Ho ricevuto recentemente una mail da un certo signor Giorgio il quale mi
invita a consultare un sito nel quale, da quello che ho capito, è una
specie di esaltazione della capitolazione dell’8 settembre 1943. E
allora a quest’ultimo e al pollo sindaco, il quale ha affermato che
l’inizio della Resistenza al nazi-fascismo avvenne a Porta San Paolo a
Roma, rispondo: “La verità è completamente diversa. Mentre lo Stato
Maggiore, il Sovrano, e quella specie di Governo Badoglio fuggivano per
rifugiarsi nelle braccia dei nemici, gli unici a resistere ai tedeschi
furono quelli che poi aderiranno (per obbedire ad un allora valido onore
militare) alla Rsi”.
E andiamo ai fatti storici.
Una breve premessa. Quando gli Alleati sbarcarono in Sicilia, Hitler
offrì a Mussolini, oltre alle tre Divisioni tedesche già impegnate
nell’isola, altre forze. Il Duce rifiutò perché non voleva altre truppe
tedesche in Italia.
Dopo il primo “capolavoro savoiardo” del 25 luglio 1943, si svolsero in
Italia due incontri, a Tarvisio il 6 agosto di quell’anno e il 15
successivo a Bologna, tra i vertici militari tedeschi e italiani per
esaminare, in un clima che non si può dire idilliaco, la situazione
militare in Italia. I generali Roatta e Rossi dello Stato Maggiore
italiano chiesero l’invio nel nostro Paese di notevoli rinforzi
tedeschi. Quindi, quando avvenne il “secondo capolavoro”, quello del
“crooked deal” (“Uno sporco affare”), come definì Eisenhower la
capitolazione dell’8, l’esercito tedesco in Italia non era ancora
invasore, ma nostro alleato qui richiamato a sostegno della lotta contro
i veri invasori: gli anglo-americani-marocchini.
A richiamo della memoria per i su citati Signor Giorgio e per l’”ex
pollo nero” ora sindaco del pollaio romano, desidero rammentare ad
entrambi che, a seguito della criminale mancanza di ordini, gli episodi
di resistenza del Regio Esercito contro i tedeschi furono rari ed
episodici; tuttavia il prezzo di sangue pagato fu alto: in quei giorni
di lotta persero la vita più di 10 mila soldati italiani in cielo, in
mare e in terra ed oltre 20 mila tra feriti e dispersi.
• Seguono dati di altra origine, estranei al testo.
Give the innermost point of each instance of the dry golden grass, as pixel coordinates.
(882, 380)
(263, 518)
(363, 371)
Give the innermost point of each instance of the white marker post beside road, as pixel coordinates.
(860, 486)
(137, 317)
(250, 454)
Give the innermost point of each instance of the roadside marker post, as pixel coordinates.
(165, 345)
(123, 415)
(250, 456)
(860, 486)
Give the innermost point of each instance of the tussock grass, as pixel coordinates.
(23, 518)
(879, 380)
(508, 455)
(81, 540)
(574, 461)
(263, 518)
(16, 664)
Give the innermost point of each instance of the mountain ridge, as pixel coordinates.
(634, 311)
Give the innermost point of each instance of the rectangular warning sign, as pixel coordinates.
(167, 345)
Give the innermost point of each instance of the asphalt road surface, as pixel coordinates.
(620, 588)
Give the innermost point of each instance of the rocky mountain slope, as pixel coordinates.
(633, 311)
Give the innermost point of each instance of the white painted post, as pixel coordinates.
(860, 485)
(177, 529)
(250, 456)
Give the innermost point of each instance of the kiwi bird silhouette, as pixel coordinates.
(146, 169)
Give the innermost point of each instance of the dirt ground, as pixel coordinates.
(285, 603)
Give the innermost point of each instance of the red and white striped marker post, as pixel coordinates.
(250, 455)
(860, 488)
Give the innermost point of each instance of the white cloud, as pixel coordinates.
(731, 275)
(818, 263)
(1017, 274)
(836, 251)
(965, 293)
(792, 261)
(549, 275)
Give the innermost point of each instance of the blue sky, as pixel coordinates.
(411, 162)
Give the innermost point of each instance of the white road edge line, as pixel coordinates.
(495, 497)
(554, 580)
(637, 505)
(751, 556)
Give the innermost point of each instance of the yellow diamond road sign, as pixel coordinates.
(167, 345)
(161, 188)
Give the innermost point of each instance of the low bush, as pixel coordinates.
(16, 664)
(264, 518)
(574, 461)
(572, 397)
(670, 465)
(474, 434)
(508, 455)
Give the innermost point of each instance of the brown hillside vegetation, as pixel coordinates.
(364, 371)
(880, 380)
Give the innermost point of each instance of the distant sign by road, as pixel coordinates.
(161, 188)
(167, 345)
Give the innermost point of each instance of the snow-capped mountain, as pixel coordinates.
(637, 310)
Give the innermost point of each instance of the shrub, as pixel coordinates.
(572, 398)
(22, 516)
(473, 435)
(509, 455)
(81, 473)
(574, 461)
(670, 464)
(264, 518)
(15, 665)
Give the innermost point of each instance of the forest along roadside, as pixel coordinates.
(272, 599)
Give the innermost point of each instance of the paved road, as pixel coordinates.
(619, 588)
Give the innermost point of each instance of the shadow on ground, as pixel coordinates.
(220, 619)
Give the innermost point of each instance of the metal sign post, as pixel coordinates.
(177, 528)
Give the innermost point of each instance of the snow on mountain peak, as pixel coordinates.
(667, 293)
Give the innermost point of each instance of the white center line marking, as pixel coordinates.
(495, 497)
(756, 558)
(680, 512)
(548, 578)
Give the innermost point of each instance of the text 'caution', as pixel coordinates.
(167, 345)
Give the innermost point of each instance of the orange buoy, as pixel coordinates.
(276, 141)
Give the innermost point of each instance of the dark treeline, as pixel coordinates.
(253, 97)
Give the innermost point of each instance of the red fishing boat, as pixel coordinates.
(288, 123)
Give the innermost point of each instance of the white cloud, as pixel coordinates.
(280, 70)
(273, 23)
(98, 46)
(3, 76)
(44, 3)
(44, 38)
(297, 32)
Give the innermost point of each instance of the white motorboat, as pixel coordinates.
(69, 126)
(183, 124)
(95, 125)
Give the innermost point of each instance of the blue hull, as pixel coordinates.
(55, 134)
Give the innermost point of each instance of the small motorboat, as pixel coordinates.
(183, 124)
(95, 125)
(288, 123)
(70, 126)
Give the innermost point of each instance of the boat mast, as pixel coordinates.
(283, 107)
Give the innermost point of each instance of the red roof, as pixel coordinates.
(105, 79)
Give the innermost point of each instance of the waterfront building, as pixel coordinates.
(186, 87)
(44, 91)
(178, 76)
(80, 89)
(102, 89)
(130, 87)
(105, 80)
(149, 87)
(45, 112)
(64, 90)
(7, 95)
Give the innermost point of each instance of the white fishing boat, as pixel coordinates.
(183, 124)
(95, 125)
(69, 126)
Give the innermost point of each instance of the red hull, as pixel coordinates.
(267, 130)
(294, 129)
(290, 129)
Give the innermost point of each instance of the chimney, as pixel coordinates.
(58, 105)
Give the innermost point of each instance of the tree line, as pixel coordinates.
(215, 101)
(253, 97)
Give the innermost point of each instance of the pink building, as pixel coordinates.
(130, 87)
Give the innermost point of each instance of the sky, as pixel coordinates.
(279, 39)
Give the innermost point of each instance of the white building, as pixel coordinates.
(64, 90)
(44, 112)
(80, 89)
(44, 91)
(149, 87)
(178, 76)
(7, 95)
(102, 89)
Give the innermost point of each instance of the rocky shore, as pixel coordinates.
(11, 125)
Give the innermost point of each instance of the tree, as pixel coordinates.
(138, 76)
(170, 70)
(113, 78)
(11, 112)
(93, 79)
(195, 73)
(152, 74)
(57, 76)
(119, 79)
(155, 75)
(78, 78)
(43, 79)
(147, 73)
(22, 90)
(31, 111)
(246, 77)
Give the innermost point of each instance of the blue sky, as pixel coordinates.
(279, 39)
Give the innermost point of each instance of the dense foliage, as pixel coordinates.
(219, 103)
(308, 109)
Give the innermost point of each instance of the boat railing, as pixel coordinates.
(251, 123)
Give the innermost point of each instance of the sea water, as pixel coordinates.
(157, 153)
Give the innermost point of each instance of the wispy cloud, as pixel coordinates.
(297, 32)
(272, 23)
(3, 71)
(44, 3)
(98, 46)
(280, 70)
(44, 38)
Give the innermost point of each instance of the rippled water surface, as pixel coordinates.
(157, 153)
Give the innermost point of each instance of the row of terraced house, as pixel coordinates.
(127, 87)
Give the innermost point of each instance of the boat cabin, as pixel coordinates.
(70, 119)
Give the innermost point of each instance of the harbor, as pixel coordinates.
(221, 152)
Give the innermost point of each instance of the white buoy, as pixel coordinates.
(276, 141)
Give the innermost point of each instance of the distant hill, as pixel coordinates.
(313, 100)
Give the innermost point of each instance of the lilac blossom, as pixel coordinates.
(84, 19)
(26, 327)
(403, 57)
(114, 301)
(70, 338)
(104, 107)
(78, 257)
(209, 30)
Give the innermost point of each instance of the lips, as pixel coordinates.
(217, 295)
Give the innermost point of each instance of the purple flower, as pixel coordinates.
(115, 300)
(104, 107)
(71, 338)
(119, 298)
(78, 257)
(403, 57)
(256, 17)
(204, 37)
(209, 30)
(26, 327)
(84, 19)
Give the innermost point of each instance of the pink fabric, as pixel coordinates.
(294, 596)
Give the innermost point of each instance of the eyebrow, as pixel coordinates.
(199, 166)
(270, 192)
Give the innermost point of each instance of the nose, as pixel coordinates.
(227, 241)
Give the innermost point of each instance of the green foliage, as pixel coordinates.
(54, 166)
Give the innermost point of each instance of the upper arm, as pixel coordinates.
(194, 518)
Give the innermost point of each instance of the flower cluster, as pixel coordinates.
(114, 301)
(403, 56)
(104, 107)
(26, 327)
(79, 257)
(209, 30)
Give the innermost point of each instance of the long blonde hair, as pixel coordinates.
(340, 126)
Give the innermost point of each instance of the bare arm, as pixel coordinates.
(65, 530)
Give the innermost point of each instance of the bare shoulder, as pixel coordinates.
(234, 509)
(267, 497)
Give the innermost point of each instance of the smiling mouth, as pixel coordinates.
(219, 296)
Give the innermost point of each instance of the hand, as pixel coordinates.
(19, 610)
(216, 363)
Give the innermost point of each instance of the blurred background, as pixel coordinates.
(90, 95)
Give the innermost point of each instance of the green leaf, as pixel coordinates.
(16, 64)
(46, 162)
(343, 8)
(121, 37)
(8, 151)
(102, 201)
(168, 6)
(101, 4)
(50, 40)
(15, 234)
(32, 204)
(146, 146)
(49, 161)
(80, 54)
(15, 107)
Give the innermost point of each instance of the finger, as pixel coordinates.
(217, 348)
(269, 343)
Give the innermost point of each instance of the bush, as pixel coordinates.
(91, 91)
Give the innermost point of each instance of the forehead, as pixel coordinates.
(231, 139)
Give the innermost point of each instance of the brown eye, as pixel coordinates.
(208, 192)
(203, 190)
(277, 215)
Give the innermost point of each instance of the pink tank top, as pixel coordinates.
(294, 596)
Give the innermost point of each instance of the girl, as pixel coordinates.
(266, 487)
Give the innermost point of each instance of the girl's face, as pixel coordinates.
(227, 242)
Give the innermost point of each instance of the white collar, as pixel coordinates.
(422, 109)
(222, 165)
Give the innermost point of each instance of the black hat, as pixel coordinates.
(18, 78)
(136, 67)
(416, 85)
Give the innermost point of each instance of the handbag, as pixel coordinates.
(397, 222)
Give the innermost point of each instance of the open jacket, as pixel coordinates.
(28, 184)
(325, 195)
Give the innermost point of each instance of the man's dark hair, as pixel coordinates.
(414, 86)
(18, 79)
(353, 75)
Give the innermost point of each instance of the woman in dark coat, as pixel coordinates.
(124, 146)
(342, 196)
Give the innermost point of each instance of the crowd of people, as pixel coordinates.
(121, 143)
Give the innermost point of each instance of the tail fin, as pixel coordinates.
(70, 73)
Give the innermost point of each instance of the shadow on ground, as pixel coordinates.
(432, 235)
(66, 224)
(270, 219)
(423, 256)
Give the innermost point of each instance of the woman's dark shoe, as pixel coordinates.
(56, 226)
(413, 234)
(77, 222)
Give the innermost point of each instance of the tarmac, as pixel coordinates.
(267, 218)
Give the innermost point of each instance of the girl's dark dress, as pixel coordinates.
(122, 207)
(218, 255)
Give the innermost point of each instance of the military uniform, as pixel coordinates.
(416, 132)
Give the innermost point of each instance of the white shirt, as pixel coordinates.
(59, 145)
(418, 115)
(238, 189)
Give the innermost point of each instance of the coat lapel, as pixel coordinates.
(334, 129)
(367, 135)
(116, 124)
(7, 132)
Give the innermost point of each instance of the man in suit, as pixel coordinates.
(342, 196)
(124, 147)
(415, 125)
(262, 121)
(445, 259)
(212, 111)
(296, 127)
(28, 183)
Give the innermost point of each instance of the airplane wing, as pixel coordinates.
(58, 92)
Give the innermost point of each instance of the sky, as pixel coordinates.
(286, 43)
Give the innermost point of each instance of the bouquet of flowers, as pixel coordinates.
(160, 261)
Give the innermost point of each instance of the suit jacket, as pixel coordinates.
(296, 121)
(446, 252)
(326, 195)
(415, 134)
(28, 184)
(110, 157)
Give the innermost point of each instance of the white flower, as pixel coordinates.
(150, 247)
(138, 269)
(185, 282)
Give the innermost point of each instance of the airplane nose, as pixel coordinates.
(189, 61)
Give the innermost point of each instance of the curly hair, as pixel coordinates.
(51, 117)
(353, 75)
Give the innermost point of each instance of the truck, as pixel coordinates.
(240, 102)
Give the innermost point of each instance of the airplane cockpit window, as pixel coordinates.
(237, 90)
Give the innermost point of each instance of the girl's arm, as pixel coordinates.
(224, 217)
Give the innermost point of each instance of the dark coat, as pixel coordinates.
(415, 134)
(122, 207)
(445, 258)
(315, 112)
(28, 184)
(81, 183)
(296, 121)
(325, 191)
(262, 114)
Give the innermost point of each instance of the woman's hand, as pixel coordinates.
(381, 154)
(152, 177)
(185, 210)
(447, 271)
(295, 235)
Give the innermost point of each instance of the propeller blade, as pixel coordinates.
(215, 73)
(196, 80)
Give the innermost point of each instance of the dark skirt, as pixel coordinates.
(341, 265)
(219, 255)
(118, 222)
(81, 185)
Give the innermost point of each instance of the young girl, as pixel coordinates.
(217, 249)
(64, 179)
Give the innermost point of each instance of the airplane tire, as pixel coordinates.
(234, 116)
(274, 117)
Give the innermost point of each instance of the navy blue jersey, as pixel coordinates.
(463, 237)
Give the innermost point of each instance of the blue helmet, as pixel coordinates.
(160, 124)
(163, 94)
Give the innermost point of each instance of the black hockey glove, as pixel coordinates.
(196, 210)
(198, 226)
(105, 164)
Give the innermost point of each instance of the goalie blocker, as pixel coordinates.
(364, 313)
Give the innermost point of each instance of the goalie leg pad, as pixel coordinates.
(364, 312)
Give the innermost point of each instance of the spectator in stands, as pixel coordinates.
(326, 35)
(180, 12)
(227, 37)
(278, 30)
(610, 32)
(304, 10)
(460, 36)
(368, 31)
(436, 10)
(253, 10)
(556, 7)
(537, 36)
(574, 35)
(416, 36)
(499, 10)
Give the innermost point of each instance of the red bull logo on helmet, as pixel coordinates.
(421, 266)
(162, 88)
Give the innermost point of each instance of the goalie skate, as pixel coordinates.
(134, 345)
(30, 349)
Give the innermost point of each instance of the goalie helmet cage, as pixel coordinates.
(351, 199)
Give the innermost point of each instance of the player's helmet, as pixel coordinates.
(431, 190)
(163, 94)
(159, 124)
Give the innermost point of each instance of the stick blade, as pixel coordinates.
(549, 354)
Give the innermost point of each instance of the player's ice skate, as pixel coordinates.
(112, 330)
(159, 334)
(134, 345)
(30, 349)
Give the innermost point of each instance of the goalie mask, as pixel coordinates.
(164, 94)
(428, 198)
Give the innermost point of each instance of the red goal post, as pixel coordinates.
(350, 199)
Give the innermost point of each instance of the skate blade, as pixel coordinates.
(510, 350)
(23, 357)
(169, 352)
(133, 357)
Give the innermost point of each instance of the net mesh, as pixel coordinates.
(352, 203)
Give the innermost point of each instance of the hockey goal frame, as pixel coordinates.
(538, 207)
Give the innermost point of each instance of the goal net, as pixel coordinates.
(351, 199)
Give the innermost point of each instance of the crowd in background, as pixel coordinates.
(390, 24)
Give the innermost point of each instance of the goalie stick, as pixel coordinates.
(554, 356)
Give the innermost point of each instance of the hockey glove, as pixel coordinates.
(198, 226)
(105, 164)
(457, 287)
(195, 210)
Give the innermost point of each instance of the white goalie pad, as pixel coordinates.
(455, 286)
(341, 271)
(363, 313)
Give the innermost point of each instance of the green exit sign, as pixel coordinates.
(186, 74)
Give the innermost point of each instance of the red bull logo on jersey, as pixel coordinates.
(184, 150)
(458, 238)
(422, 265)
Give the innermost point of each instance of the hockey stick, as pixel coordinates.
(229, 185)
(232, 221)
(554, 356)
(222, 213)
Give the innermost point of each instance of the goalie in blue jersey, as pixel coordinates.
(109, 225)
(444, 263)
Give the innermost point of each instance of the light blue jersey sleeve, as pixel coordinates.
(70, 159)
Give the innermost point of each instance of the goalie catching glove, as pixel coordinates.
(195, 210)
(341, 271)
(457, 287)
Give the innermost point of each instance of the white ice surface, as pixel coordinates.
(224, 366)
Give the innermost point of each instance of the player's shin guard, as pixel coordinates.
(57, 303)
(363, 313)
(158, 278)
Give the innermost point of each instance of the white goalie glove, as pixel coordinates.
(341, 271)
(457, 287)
Uno dei più
validi episodi di resistenza contro le truppe germaniche si svolse a
Roma, a Porta San Paolo. Gli artefici furono un Reggimento di Granatieri
al comando del generale Solinas; il maggiore Giulio Fiammeri che
comandava un Battaglione Mobile di Polizia con stanza in Via
Caltagirone; il capitano Chiti che aveva il comando di una Compagnia. Al
termine dello scontro, il 10 settembre ’43, i combattenti italiani
furono costretti alla resa. I generali Solinas e la maggior parte dei
suoi Granatieri, il maggiore Giulio Fiammeri e il capitano Chiti e i
loro subalterni chiesero e ottennero di continuare a battersi contro gli
anglo americani.
Anche in questo caso la storia raccontata sino ad oggi ha pecche
formidabili: serve solo ad imbrogliare ancor più quei polli che con la
storia non hanno grande confidenza.
Ho letto che il “pollo sindaco” ha intenzione di inaugurare, oltre alla
mascalzonata del Museo della Shoa a Villa Torlonia, anche un’altra
“memoria” a ricordo delle “Leggi razziali”.
A tempo debito torneremo sull’argomento.